Iphigenie: Eine Rebellin als Priesterin
Die Inszenierung in der Börse wird zwiespältig aufgenommen.
Wuppertal. Die Menschen sind arme Würstchen. Gut verschnürt mit Schwimmweste und Fesseln winden sich Orest (Henning Strübbe) und sein Freund Pylades (Frank Watzke) auf dem Boden der Börse. Iphigenie kauert in der Inszenierung der Wuppertaler Bühnen in Embryonal-Stellung auf dem kleinen Podest, das den Tempel der Tauren bildet.
Hier herrscht keine stolze Priesterin. Maresa Lühle spielt Iphigenie als Girlie, das mit Springerstiefeln und Nietengürtel Stärke sucht, aber gleichzeitig mit hängenden Schultern und schiefem Stand Unsicherheit ausstrahlt und sich die Arme ritzt, dass das Blut spritzt. Regisseur Alexander Schilling setzt seinen Fokus sehr stark auf die Fremdheit von "Iphigenie auf Tauris". Schließlich betont die Titelfigur im Text, wie fremd sie sich in dem Land fühlt, in das sie die Göttin Diana als Priesterin gebracht hat. Deshalb muss der Taurer-König Thoas hier Denglisch sprechen.

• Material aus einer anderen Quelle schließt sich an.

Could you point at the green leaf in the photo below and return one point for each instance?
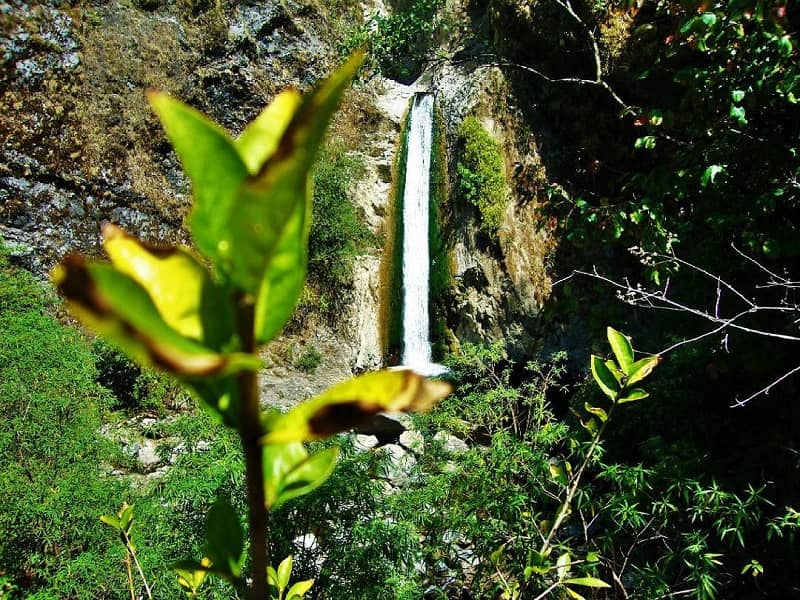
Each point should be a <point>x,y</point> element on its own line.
<point>118,308</point>
<point>604,378</point>
<point>111,521</point>
<point>615,371</point>
<point>353,403</point>
<point>285,181</point>
<point>191,574</point>
<point>562,565</point>
<point>588,582</point>
<point>633,395</point>
<point>623,351</point>
<point>739,114</point>
<point>284,572</point>
<point>710,174</point>
<point>785,45</point>
<point>648,142</point>
<point>272,576</point>
<point>596,411</point>
<point>642,368</point>
<point>261,137</point>
<point>299,589</point>
<point>179,286</point>
<point>224,541</point>
<point>290,472</point>
<point>214,167</point>
<point>573,594</point>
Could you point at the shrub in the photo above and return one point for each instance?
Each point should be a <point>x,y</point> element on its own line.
<point>338,233</point>
<point>399,42</point>
<point>309,360</point>
<point>480,171</point>
<point>50,452</point>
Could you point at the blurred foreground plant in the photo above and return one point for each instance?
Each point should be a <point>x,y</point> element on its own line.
<point>165,308</point>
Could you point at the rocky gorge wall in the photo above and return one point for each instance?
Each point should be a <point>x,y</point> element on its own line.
<point>80,147</point>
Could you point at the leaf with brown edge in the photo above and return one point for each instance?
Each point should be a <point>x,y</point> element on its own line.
<point>353,403</point>
<point>178,284</point>
<point>214,167</point>
<point>118,308</point>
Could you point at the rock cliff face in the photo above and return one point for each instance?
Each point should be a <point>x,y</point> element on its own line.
<point>80,146</point>
<point>501,283</point>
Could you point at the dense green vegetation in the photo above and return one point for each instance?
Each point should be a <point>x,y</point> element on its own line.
<point>481,178</point>
<point>682,496</point>
<point>400,42</point>
<point>58,469</point>
<point>338,233</point>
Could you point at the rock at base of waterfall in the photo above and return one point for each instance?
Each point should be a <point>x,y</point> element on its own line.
<point>413,441</point>
<point>450,442</point>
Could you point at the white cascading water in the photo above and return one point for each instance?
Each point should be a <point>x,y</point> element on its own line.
<point>416,257</point>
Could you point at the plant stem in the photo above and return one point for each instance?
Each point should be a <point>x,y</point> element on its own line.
<point>572,488</point>
<point>251,431</point>
<point>132,554</point>
<point>130,574</point>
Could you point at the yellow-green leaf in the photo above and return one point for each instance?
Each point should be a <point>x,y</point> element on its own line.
<point>191,574</point>
<point>596,411</point>
<point>179,286</point>
<point>562,565</point>
<point>588,582</point>
<point>615,371</point>
<point>623,351</point>
<point>214,167</point>
<point>642,368</point>
<point>118,308</point>
<point>289,471</point>
<point>284,572</point>
<point>604,378</point>
<point>353,403</point>
<point>573,594</point>
<point>260,138</point>
<point>285,180</point>
<point>299,589</point>
<point>634,395</point>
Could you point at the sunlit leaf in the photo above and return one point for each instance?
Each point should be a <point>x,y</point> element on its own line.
<point>287,173</point>
<point>353,403</point>
<point>212,164</point>
<point>191,575</point>
<point>710,174</point>
<point>588,582</point>
<point>604,378</point>
<point>289,471</point>
<point>299,589</point>
<point>573,594</point>
<point>260,138</point>
<point>615,371</point>
<point>224,540</point>
<point>118,308</point>
<point>621,346</point>
<point>284,572</point>
<point>111,521</point>
<point>642,368</point>
<point>178,285</point>
<point>634,395</point>
<point>596,411</point>
<point>562,565</point>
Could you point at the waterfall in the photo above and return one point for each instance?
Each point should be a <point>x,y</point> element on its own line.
<point>416,253</point>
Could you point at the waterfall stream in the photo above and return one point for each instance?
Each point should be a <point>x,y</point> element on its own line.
<point>416,254</point>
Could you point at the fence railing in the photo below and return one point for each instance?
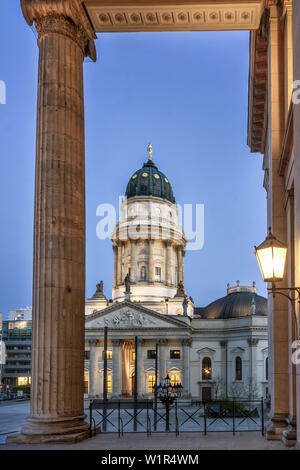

Anfangs wirkt es sehr stark, wenn Andreas Ramstein gut prononcierte englische Sätze spricht und sein Diener (Jan Kämmerer) alles übersetzen muss. Es ist witzig, wie sich immer mehr deutsche Worte ins Englisch schleichen ("Be my Braut"). Doch irgendwann ermüdet die ständige Doppel-Sprache von Denglisch und Übersetzung, der eigentliche Goethe-Text geht über weite Strecken im Kauderwelsch verloren. Iphigenie lechzt hier nach jeder Nachricht aus der Heimat. Als sie erfährt, dass der an der Küste gefangen genommene Orest von dort kommt, küsst sie ihm gierig Gesicht, Haare, Körper. Und auch Orest wirft sich lüstern auf die Priesterin, von der er noch nicht weiß, dass sie seine Schwester ist.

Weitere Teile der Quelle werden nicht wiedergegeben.